The kids are back for half-term so we’re having to watch absolute crap again on TV. Monday night, I wanted to watch The Fall (BBC1). But I couldn’t, obviously, because Britain’s Got Talent (ITV1) was on.
‘Dad! Dad! You’ve got to see this!’ So I come in to see what I’ve got to see and it’s a man called Aaron Crow whose unique and remarkable skills are that he never speaks, he has an interesting haircut, and he does mildly scary magic tricks which aren’t quite as good as Dynamo’s. Also he pronounces his name ‘Aran’ — as in sweater. Is this some other annoying new trend I didn’t know about? Kids being unable to pronounce ‘Aaron’ in the same way they think the word ‘worry’ rhymes with ‘lorry’?

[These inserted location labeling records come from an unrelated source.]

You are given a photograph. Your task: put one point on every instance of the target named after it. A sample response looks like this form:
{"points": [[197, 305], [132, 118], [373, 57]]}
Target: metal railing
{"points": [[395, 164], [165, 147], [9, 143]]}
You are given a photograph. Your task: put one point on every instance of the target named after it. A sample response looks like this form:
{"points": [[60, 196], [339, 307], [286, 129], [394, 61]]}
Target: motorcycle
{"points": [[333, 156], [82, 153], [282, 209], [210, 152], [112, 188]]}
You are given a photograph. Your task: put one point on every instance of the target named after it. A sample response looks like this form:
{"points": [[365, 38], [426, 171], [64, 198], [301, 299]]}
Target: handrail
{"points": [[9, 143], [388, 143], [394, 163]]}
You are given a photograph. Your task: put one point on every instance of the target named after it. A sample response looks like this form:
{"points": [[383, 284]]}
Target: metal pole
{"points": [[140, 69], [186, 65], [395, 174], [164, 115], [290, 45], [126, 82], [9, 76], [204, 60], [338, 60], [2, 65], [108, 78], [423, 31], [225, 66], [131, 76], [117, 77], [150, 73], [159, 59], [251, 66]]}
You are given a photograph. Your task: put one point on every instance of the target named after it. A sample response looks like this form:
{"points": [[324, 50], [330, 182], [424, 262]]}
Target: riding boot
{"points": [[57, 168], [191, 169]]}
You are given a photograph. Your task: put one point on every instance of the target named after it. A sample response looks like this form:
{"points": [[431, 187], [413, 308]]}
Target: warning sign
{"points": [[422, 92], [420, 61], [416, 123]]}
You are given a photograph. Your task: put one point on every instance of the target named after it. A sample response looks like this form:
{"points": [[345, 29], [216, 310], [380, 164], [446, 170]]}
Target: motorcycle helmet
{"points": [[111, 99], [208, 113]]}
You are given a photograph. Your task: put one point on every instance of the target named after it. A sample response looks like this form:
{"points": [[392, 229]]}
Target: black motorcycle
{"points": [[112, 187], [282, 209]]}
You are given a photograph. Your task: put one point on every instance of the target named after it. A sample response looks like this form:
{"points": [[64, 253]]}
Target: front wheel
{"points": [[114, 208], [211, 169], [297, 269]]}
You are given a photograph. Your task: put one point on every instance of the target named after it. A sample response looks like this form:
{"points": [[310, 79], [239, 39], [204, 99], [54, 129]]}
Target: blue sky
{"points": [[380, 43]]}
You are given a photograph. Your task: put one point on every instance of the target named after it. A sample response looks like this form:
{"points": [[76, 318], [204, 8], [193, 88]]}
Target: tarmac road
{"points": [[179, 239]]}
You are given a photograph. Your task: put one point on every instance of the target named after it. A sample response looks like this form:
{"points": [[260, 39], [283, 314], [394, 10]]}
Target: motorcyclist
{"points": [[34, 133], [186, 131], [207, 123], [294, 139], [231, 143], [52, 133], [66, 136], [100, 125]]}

Problem is, it’s amazing how quickly you get sucked in, like performing an instant auto-lobotomy. There I am with Girl, lingering on the sofa to see what novelty act comes on next. It’s a couple of scruffy blokes who by day work behind the counter of a tearoom in Wales, but by night are a duetting pair of swoonsome operatic tenors. Their biggest fan is their Nan, who has come wearing a T-shirt urging viewers to vote for them. Apparently when they were kids, she’d play all this opera on the record player and soon enough the boys were singing along like proper professionals.
This is why the show is so popular: it’s not the acts themselves, which you can often take or leave, but the back stories. You’re drawn into this fantastical parallel universe where, far from being a septic isle of dole-scroungers, Islamist plotters, doggers and increasingly desperate solar-panel salesman, Britain is a magical realm of undiscovered talent, brimful of charming, homely, modest, simple folk who will yet one day achieve untold fortune thanks to the brilliance of their ‘Nessun Dorma’/delightful performing dog/conjuring tricks.